Yes, by the time a couple decides on a divorce, they should have been estranged for a while and during estrangement, Gates are closed, Windows are shut and the Operating System stops running, forcing the PowerPoint to lose its effectiveness.

Of course, the exception can be there, like this Kanye West and the glamour wife he brought along.

However, for some reasons, the descendants of Eve on Zuckerberg Street are now saying if Melinda can do it to a man who has more money than Alex Mukulu’s nostril has aversion for body odour, then what about a mere Magogo who is a vendor or Zizinga, the boda man?

Well, the thing is that Melinda’s Gates has seen more satiated opulence pass through it than the Atlantic Ocean can boast of its water. What of you Nantongo from Masaka? Or Lakot from Gulu? Or Ajidiru from Koboko?
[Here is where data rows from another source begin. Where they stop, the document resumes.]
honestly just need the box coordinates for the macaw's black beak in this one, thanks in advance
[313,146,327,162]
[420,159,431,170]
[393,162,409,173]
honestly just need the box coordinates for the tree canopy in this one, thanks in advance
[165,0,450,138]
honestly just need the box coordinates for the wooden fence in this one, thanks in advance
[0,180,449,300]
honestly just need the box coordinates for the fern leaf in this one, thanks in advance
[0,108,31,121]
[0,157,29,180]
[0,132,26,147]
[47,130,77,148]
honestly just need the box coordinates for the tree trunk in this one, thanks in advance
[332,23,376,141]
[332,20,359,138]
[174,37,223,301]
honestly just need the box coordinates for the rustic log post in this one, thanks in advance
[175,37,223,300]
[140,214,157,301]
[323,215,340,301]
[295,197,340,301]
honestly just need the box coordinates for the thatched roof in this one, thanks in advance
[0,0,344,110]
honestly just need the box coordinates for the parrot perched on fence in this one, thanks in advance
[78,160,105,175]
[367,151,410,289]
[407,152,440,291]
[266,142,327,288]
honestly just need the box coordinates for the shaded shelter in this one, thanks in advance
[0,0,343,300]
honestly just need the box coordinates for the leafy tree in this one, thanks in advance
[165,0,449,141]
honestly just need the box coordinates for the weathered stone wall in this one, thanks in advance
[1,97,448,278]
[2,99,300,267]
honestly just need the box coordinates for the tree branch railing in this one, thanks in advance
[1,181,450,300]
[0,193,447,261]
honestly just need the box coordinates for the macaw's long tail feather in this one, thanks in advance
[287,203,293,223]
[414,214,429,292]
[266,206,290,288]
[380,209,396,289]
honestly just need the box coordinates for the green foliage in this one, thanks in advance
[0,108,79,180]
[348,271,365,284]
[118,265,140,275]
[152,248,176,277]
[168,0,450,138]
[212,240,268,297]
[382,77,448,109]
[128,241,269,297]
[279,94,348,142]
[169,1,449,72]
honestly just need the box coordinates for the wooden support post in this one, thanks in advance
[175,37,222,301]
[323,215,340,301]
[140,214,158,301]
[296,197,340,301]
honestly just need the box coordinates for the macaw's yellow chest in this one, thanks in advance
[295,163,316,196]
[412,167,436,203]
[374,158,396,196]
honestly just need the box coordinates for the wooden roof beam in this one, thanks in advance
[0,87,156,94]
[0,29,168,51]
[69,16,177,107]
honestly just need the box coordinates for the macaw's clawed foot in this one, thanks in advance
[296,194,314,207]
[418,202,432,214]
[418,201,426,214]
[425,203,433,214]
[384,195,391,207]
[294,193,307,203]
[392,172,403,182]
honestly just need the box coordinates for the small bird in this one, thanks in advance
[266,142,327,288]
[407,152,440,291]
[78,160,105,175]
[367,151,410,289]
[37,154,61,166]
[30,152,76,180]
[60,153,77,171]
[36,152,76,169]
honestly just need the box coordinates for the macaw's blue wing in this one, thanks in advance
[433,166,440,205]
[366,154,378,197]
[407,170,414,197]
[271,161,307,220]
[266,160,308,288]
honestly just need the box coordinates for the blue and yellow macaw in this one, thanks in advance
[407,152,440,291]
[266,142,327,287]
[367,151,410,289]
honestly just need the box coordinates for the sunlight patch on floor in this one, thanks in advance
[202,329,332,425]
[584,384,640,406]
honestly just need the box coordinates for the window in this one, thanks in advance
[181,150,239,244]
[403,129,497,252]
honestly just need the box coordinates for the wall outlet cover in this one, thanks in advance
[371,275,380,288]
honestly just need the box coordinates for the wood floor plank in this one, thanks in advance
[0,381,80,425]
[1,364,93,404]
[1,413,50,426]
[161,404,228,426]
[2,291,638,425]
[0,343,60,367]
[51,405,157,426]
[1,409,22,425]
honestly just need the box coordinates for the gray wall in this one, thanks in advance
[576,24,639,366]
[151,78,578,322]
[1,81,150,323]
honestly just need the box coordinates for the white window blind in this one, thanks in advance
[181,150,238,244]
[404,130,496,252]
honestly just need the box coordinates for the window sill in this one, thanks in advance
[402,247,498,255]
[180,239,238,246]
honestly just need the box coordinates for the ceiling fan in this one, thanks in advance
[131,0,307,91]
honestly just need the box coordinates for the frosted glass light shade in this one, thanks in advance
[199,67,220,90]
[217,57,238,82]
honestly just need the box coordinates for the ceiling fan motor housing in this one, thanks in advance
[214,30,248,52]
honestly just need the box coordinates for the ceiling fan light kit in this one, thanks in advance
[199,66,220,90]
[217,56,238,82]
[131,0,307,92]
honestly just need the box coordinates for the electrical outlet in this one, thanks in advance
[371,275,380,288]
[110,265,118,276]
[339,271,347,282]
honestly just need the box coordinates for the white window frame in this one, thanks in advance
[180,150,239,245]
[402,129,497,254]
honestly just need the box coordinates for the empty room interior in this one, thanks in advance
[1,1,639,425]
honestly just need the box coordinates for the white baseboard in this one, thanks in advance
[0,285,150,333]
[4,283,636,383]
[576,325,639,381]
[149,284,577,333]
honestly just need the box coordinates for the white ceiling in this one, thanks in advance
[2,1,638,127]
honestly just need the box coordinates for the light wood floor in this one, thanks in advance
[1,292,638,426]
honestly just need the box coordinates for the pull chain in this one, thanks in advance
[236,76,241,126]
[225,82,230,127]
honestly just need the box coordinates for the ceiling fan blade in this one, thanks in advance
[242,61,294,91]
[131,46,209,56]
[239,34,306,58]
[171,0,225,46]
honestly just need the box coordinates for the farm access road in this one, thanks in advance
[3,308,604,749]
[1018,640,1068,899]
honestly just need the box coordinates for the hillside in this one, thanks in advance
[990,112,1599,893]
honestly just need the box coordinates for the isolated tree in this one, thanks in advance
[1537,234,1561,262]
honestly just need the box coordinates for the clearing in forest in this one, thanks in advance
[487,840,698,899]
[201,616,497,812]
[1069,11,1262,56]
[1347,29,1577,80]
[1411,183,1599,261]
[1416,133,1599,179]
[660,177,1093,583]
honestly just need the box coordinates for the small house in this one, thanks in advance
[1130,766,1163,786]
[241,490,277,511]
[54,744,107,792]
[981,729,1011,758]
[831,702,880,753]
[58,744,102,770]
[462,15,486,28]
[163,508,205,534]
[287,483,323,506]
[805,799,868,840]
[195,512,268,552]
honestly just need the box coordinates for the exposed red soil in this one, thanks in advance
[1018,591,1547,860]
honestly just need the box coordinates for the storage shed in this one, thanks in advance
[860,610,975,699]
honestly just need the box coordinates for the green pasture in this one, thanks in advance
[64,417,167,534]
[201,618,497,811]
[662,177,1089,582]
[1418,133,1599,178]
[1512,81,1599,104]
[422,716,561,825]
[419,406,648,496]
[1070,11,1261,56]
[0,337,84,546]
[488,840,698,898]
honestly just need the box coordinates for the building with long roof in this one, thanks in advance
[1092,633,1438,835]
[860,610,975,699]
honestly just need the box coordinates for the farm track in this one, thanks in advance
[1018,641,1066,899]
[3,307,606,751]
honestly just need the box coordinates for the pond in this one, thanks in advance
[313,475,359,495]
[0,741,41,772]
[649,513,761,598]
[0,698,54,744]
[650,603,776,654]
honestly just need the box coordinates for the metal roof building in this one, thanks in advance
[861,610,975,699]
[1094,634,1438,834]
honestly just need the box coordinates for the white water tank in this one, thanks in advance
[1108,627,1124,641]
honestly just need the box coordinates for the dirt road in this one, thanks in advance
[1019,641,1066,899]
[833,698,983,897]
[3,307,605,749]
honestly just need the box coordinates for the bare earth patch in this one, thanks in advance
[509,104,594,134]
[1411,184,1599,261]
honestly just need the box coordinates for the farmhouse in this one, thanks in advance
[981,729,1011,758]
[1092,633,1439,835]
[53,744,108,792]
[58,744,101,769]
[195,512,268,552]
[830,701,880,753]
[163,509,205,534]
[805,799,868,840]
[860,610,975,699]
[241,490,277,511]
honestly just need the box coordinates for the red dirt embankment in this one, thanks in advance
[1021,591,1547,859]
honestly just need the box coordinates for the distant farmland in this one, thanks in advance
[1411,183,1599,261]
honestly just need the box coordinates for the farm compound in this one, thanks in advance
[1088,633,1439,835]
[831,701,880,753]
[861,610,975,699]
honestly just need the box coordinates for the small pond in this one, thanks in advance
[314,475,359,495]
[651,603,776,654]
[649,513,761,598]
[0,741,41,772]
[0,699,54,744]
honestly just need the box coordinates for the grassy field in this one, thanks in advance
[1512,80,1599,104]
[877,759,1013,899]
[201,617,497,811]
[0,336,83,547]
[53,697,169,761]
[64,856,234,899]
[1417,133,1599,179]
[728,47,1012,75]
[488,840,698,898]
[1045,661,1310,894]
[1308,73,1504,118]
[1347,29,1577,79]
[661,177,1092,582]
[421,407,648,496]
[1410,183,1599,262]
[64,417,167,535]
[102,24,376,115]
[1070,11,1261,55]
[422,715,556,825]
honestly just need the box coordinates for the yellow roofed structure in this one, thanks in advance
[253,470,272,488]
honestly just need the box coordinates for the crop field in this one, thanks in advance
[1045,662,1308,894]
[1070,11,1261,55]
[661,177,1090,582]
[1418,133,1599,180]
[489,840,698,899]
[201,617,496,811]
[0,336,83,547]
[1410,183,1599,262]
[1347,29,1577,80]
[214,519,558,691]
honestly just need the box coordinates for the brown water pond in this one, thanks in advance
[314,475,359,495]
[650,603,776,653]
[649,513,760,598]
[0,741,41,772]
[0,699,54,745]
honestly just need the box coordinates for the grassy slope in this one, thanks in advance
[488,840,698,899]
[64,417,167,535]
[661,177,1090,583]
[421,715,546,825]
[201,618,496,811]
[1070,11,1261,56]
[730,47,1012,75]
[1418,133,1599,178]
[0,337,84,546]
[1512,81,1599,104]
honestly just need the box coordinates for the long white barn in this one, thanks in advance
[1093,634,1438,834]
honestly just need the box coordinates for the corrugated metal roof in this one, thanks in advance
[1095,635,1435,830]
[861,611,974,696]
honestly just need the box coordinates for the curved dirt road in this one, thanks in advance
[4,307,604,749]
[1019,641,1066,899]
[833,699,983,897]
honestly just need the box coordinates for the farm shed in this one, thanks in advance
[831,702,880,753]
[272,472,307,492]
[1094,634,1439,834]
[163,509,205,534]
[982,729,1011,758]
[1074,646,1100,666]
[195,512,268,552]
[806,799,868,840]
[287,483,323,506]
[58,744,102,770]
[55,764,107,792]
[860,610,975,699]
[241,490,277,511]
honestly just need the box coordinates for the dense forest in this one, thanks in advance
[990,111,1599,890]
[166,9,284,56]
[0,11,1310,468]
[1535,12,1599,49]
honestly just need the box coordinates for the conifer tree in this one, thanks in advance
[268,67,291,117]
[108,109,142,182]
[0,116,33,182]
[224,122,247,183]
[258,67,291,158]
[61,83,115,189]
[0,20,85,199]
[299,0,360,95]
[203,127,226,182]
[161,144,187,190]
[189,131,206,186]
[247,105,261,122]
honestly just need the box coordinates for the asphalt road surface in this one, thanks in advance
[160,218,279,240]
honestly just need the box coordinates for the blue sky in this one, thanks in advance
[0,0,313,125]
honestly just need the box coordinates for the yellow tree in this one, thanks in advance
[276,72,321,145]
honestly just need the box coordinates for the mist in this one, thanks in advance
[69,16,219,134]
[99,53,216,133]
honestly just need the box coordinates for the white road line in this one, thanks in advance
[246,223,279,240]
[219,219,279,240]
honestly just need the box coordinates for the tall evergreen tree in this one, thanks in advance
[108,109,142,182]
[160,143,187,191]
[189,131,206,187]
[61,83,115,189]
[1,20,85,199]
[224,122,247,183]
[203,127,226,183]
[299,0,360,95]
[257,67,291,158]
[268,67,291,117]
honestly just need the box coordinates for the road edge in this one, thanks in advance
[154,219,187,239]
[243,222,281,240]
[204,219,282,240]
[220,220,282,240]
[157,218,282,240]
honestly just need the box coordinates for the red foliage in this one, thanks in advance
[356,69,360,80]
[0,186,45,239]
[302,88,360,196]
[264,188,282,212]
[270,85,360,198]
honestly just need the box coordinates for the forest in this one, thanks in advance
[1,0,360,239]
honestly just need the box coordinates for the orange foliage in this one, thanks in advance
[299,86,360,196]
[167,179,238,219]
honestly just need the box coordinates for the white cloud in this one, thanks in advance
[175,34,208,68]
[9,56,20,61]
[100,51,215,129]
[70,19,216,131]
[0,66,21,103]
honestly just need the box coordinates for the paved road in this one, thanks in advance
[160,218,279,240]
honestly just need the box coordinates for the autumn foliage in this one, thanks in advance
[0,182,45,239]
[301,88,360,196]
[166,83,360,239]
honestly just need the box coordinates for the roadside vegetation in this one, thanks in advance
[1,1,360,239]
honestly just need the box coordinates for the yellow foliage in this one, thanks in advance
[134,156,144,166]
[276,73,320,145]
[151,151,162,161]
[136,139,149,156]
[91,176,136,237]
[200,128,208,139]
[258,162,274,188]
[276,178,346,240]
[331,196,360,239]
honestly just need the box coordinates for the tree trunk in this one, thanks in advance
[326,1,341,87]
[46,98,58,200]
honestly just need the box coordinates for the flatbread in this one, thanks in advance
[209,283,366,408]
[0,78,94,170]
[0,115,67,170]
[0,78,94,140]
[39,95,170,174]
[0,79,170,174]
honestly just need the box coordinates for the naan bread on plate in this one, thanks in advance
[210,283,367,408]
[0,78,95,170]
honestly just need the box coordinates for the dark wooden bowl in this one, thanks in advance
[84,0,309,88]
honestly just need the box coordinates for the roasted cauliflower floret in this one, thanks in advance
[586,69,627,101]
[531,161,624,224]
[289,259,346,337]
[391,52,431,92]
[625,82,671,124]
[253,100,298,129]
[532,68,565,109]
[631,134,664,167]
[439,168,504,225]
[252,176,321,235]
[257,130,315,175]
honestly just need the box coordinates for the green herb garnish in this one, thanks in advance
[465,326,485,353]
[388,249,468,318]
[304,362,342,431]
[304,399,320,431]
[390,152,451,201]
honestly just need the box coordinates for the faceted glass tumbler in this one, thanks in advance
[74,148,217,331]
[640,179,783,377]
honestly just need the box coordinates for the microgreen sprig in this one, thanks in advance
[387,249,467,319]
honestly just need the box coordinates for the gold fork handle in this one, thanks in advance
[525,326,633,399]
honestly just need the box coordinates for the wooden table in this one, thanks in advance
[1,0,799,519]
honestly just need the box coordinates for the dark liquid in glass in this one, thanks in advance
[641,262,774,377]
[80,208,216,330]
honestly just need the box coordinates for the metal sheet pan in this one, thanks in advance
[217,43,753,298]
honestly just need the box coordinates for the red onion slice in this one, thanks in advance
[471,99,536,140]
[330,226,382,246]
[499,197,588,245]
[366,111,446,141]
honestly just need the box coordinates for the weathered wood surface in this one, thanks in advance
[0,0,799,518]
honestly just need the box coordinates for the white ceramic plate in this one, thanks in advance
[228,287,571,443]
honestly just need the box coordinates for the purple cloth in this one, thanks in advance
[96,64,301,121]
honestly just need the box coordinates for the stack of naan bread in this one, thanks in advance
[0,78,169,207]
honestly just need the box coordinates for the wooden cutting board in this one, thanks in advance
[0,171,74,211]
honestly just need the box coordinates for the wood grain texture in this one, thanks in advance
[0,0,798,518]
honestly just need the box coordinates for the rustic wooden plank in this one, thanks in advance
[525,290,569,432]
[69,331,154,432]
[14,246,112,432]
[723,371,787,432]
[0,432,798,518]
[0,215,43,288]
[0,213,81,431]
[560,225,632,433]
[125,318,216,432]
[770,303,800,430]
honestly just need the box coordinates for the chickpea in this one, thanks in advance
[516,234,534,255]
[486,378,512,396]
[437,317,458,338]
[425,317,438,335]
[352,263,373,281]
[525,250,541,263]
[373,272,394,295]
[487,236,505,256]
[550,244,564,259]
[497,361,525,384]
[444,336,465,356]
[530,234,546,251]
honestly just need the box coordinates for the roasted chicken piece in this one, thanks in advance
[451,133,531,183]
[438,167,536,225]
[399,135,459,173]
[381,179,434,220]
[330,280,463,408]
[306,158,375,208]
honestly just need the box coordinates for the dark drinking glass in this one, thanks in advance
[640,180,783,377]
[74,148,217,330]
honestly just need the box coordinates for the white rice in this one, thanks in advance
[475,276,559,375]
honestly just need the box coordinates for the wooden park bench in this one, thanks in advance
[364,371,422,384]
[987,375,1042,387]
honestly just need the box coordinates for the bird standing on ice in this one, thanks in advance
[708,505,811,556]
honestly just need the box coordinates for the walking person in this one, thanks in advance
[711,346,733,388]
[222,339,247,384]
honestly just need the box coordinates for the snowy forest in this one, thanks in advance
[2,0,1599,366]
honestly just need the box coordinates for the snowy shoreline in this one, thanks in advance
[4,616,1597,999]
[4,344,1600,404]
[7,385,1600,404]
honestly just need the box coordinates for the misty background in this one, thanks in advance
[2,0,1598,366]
What have you seen?

You’ve seen mean messages from loan sharks threatening to dispose of the TV or fridge if the full amounts owed are not settled. 

The irony is that it is the Ajidirus of this world who live on a diet called jealousy and will stress their already stressed and broke hubby with queries of why he liked Nassuna’s photo on Facebook.

Seriously, I look at Bill and his now shut Gates and then I turn the Facebook page only to see Adikini being jealous because Masaba joked about Lynda Ddane’s diastema. What are they jealous for? Masaba’s debts with loan sharks?

The only alimony a Chemutai can get if she decides to slam her Gates shut in Okumu’s face is the memory. If a full Bush War General could plead before a judge that he is too broke to provide child support when dragged in, now imagine a Muhumuza who has to sell Irish potatoes to raise fees for the nursery-going child you had with him.

Divorce talk should be left to the Melindas, MacKenzies and Kardashians. It’s these women who have the right to be jealous, too, because their men have everything a Bagonza in Wakiso dreams of when dealing with constipation in a public toilet.

However, if you are the kind who can cry of regime persecution and flee to Kenya only to return to claim you were on holiday and yet still think jealousy is your inherent right as a wife, then go ahead and inherit his debt burden too.

You can only think like Melinda Ann or MacKenzie Scott if you have Gates or Bezos otherwise you will just be going from Marcus Lwanga who calls himself God’s Plan to Anthony Dabanthy. And you know what? Ugandans will turn to Google with questions like, “Who is Sheilah Gashumba’s new boyfriend?”